Structure learning is essential for Bayesian networks (BNs) as it uncovers causal relationships, and enables knowledge discovery, predictions, inferences, and decision-making under uncertainty. Two novel algorithms, FSBN and SSBN, based on the PC algorithm, employ local search strategy and conditional independence tests to learn the causal network structure from data. They incorporate d-separation to infer additional topology information, prioritize conditioning sets, and terminate the search immediately and efficiently. FSBN achieves up to 52% computation cost reduction, while SSBN surpasses it with a remarkable 72% reduction for a 200-node network. SSBN demonstrates further efficiency gains due to its intelligent strategy. Experimental studies show that both algorithms match the induction quality of the PC algorithm while significantly reducing computation costs. This enables them to offer interpretability and adaptability while reducing the computational burden, making them valuable for various applications in big data analytics.

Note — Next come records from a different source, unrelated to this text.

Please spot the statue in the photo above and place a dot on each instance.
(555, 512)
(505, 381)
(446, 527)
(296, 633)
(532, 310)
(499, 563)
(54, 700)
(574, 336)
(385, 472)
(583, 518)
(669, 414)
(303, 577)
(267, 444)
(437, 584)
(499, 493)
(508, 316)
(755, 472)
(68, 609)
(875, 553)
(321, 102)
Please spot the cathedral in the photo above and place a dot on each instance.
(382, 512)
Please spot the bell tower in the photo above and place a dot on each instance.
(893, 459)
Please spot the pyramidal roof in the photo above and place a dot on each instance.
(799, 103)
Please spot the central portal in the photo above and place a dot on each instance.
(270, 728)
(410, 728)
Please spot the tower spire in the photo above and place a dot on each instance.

翻译：结构学习是贝叶斯网络（Bayesian networks, BNs）的关键环节，它不仅能够揭示因果关系，还能支持知识发现、预测、推理以及不确定性条件下的决策制定。本文提出两种基于PC算法的新型算法FSBN和SSBN，通过局部搜索策略和条件独立性检验从数据中学习因果网络结构。它们利用d-分离推断额外的拓扑信息，优先选择条件集，并即时高效终止搜索过程。FSBN最多可降低52%的计算成本，而SSBN在200节点网络上以惊人的72%成本削减幅度进一步超越前者。得益于其智能策略，SSBN展现出更高的效率提升。实验研究表明，两种算法在保持与PC算法同等归纳质量的同时，显著降低了计算成本。这使得它们能够在减轻计算负担的同时提供可解释性和适应性，从而在大数据分析的各类应用中具有重要价值。